Doch die Arbeit im Otto-Ohl-Haus kann auch belastend sein. Alle sechs Wochen tauschen sich die Mitarbeiter daher über ihre Eindrücke aus. "Auch wir haben Erlebnisse, die hochkommen." Einmal musste sie für knapp 20 Minuten aus einem Zimmer raus, "weil ich wusste, ich tue der Bewohnerin gerade nicht gut". Für sie überwiegen aber die schönen Momente: "Mein Lohn ist, dass ich etwas erfahren durfte und ein Lächeln mit nach Hause nehmen kann."

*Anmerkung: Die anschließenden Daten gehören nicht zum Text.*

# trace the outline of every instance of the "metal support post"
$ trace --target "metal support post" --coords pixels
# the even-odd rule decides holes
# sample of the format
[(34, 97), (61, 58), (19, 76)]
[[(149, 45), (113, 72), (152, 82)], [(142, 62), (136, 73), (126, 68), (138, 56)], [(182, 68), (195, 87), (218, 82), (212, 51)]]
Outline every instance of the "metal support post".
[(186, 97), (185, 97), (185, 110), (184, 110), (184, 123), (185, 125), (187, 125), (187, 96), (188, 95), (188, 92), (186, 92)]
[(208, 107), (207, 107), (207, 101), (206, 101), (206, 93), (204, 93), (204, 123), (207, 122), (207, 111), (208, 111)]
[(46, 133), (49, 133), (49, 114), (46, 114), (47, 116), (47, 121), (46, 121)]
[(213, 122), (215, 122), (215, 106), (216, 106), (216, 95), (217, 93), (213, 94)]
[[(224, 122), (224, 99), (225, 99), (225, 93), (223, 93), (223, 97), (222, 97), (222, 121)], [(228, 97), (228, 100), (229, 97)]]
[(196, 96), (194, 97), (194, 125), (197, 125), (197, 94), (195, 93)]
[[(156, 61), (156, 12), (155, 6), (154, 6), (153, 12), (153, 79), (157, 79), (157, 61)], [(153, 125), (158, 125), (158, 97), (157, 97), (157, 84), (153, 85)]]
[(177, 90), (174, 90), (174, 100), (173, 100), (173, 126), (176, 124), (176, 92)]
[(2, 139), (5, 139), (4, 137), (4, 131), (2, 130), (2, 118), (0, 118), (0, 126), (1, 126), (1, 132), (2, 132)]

Die Begeisterung für ihre ehrenamtliche Arbeit bemerkte Bartsch erstmals vor vier Jahren. Während ihre Mutter im Otto-Ohl-Haus lag, las sie anderen Bewohnern die ersten Geschichten vor. "Da habe ich gemerkt, dass es mir Freude macht, Menschen in ihrer letzten Lebensphase noch etwas zu geben." Nach dem Tod ihrer Mutter entschied sich die gelernte Friseurin für den Hospizdienst der Diakonie. Die Ausbildung zur ambulanten Hospizbegleiterin hat ihr dabei gezeigt, wie viel schon kleine Gesten bedeuten: "Am Lebensende brauchen Menschen nur noch jemanden, der sie begleitet und ihnen Zuneigung gibt. Man bekommt dabei viel zurück."

Seit dem 1. Januar arbeitet Ute Bartsch als Betreuungsassistentin im Ferdinand-Heye-Haus in Gerresheim, um dort Demenzkranke zu betreuen. Über den ehrenamtlichen Hospizdienst habe sie jetzt ihre Berufung gefunden.